Once they get there, the cotton buyers have bought enough cotton and will return in nine days. Henry saves the day by selling the mules, making deals with the locals, and getting their cotton to New Orleans where they get 10 cents a pound for their cotton. With the money they get, they travel to Memphis, Tennessee to see Susannah’s father and get his blessing to marry Henry whom she has fallen in love with and he with her. Her father is still alive and gives his only daughter his blessing to marry Henry who has become “born again”. They get married at her father’s home in Memphis while visiting him. 

Excellent read! Easy to read and follow, keeps your suspense and can actually make you cry! Loved it!

The Jag Review has received a free copy of this book from Howard Books, for our honest review. The opinions expressed here are our own. 

Tuesday, February 18, 2014

The Thief by Stephanie Landsem

Genre: Historical Fiction

Pages: Paper Back 

Publisher:  Simon and Schuster

Reviewer:   Virginia Armstrong

6 Jags

Mouse is the best thief in all of Jerusalem.  It is with his help that Nissa, a young Jewish woman, is able to keep a roof over her family’s heads and food on the table.  Shouldering the responsibility for her blind brother and negligible parent’s, Nissa has gained a sharp tongue and fighting spirit.

Longinus is a Roman Centurion in the Judean Providence, haunted by the death of his best friend and desperate to avenge him.  Staking the precious sword that once belonged to his father, he must find the thieves that are causing havoc in the marketplace.

As Longinus seeks Mouse, and Nissa tries to conceal him, a mysterious stranger comes to town with the ability to miraculously heal the people.  It is during this time that Nissa and Longinus are pulled together unexpectedly, and thrown into the spiral of events that lead to the mysterious stranger’s arrest, trial and crucifixion.  

The Thief started out very well.  Mouse and Nissa were especially lively and engaging characters, keeping the reader wanting more of them.  Once Jesus made an appearance, the story veered too far for this reader.  Perhaps being all too familiar with the stories of the bible, I already had a mental picture of certain characters imagined and revisiting it through the eyes of another did not sit well for me.  For this reader, the merging of biblical and fictional characters did not merge as well as I would anticipate.  As for style, the author definitely has a flair for writing.  Her characters are lively and engaging, keeping the reader wanting more.

The Jag Review has received this copy of this book from Howard Books for our honest review.
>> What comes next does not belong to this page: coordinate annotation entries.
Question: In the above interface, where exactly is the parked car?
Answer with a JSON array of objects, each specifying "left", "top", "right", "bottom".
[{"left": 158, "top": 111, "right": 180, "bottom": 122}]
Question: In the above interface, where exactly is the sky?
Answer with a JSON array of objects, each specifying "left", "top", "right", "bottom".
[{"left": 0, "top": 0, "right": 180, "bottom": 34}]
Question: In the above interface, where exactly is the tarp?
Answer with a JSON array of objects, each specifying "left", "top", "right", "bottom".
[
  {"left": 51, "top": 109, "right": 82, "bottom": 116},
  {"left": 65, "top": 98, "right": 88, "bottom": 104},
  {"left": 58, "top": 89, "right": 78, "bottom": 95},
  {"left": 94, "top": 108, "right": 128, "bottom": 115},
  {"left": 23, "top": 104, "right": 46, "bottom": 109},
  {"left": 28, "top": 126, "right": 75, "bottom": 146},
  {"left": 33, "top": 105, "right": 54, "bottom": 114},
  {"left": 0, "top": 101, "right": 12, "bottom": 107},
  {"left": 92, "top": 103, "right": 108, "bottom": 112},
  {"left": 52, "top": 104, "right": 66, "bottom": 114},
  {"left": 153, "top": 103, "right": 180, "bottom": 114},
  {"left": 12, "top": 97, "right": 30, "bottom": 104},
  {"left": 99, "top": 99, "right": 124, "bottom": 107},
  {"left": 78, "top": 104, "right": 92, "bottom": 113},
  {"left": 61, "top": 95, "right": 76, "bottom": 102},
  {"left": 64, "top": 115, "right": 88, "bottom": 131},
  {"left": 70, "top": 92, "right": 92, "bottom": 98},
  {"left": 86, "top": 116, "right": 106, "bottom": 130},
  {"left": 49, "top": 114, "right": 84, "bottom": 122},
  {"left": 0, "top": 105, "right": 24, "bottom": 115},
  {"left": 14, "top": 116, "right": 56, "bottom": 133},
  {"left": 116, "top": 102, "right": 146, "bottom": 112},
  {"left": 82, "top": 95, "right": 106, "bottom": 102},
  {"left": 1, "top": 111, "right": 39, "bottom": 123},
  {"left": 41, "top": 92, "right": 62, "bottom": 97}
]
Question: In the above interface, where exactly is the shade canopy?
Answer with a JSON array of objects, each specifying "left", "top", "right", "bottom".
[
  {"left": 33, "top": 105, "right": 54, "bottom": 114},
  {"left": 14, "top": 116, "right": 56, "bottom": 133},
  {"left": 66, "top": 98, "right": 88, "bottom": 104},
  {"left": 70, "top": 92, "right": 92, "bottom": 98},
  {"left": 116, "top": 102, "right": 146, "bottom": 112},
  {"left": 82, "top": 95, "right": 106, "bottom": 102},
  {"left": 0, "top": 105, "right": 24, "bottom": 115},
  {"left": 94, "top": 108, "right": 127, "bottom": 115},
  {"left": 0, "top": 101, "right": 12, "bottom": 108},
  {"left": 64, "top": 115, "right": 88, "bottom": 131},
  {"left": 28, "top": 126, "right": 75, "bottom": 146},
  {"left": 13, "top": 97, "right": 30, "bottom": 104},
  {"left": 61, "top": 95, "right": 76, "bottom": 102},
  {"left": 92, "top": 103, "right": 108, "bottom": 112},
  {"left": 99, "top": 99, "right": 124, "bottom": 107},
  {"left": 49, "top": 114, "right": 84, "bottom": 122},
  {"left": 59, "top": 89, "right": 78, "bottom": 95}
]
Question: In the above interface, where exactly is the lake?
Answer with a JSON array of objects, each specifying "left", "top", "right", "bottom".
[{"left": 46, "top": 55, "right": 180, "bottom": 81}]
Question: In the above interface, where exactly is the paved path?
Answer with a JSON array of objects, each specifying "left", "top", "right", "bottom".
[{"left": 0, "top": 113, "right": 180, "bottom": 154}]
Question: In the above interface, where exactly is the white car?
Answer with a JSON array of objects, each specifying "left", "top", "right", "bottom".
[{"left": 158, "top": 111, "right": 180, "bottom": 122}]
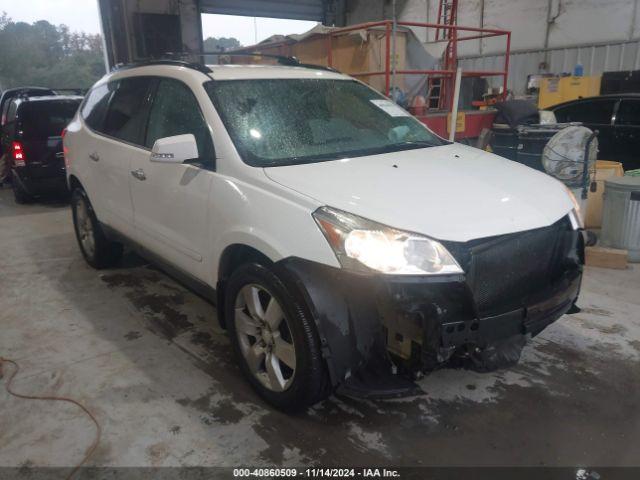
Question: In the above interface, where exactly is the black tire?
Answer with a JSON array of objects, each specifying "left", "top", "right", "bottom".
[
  {"left": 71, "top": 188, "right": 123, "bottom": 269},
  {"left": 224, "top": 263, "right": 330, "bottom": 412},
  {"left": 11, "top": 174, "right": 33, "bottom": 205}
]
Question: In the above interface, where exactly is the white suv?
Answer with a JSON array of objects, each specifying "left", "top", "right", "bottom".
[{"left": 64, "top": 61, "right": 583, "bottom": 410}]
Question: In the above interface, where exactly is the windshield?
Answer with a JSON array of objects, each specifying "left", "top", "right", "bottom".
[{"left": 205, "top": 79, "right": 446, "bottom": 167}]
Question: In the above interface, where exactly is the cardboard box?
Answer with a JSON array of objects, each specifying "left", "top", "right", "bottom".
[{"left": 584, "top": 160, "right": 624, "bottom": 228}]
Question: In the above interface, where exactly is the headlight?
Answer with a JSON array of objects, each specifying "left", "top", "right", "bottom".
[
  {"left": 313, "top": 207, "right": 463, "bottom": 275},
  {"left": 565, "top": 185, "right": 584, "bottom": 230}
]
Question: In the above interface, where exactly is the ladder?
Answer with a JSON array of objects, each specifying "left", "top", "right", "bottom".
[{"left": 427, "top": 0, "right": 458, "bottom": 110}]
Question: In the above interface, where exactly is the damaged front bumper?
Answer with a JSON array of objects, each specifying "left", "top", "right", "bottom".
[{"left": 278, "top": 221, "right": 584, "bottom": 396}]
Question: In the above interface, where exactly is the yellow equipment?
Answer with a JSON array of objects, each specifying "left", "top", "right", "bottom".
[{"left": 538, "top": 75, "right": 602, "bottom": 110}]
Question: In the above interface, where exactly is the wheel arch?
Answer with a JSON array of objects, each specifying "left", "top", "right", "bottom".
[
  {"left": 67, "top": 174, "right": 84, "bottom": 192},
  {"left": 216, "top": 243, "right": 274, "bottom": 328}
]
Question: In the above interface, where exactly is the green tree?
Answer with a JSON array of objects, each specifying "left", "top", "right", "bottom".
[{"left": 0, "top": 13, "right": 105, "bottom": 89}]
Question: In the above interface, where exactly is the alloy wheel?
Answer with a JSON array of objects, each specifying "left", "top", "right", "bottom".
[
  {"left": 234, "top": 284, "right": 296, "bottom": 392},
  {"left": 76, "top": 199, "right": 96, "bottom": 257}
]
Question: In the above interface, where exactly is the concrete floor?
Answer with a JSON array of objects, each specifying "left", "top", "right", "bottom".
[{"left": 0, "top": 189, "right": 640, "bottom": 466}]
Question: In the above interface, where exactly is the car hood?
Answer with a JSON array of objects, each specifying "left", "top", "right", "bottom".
[{"left": 265, "top": 144, "right": 573, "bottom": 242}]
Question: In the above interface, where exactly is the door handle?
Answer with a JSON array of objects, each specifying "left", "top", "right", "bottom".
[{"left": 131, "top": 168, "right": 147, "bottom": 181}]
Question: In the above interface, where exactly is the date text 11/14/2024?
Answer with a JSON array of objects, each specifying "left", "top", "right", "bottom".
[{"left": 233, "top": 467, "right": 400, "bottom": 478}]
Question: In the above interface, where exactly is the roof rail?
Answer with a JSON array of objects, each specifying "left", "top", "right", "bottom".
[
  {"left": 165, "top": 50, "right": 338, "bottom": 72},
  {"left": 111, "top": 58, "right": 211, "bottom": 74}
]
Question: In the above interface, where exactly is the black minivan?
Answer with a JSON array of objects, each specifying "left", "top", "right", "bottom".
[{"left": 1, "top": 95, "right": 82, "bottom": 203}]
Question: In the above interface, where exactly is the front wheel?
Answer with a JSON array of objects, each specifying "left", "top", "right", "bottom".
[
  {"left": 224, "top": 263, "right": 329, "bottom": 411},
  {"left": 71, "top": 188, "right": 122, "bottom": 268}
]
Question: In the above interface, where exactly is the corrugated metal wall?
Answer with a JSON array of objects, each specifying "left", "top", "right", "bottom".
[{"left": 460, "top": 40, "right": 640, "bottom": 95}]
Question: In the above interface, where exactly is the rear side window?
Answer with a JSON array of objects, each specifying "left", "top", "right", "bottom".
[
  {"left": 82, "top": 83, "right": 116, "bottom": 132},
  {"left": 103, "top": 77, "right": 151, "bottom": 145},
  {"left": 19, "top": 100, "right": 80, "bottom": 140},
  {"left": 145, "top": 79, "right": 213, "bottom": 166},
  {"left": 554, "top": 100, "right": 616, "bottom": 125},
  {"left": 616, "top": 100, "right": 640, "bottom": 127}
]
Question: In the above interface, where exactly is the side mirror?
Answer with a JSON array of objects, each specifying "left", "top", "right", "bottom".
[{"left": 151, "top": 133, "right": 200, "bottom": 163}]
The opinions expressed are our own. 

Friday, February 7, 2014

The Traitor's Wife by Allison Pataki

Genre: Histoical Fiction 

Author:  Allison Pataki

Publisher:  Simon & Schuster

Reviewer:  Virginia Armstrong

Rating:  9

The Traitor’s Wife is a story of war, hope love and betrayal.   As America is fighting for its very freedom during the Revolutionary War, Socialite Peggy Shippen, swayed by thoughts of royalty and riches, has placed her loyalty with the Brits.

After being abandoned by Major John Andre, she sets her sights on General Benedict Arnold.  A man crippled from war and twice her age, Arnold falls for her cunning and deception.  After they are married, Peggy becomes even more calculating as she teams up with Major John Andres once again.  Believing a life of royalty awaits her, she convinces her husband to betray America and the freedom it offered.

Clara Bell, Peggy Shippen Arnold’s maid, is privy to the conspiracy.  With her belief in the nation at hand, and refusing to lose the freedom it offered, she must risk everything and intervene in the plot before the Red Coats take control of West Point and capture General George Washington. 

The Traitor’s Wife is a very good read.  It merges fact with fiction, keeping your mind open to various aspects of Benedict Arnold’s life and the events that led up to his act of treason.   The question being, was Peggy Shippen Arnold the mastermind behind it?  Perhaps we will never know, but Allison Pataki  does an excellent job of humanizes and bringing about another perspective into Arnold’s life. 

The story is filled with engaging characters and universal emotions that can never be dated.  Everyone should read this book.

The Jag Review has received this book from Howard Books, for our honest review. The opinions expressed here are our own.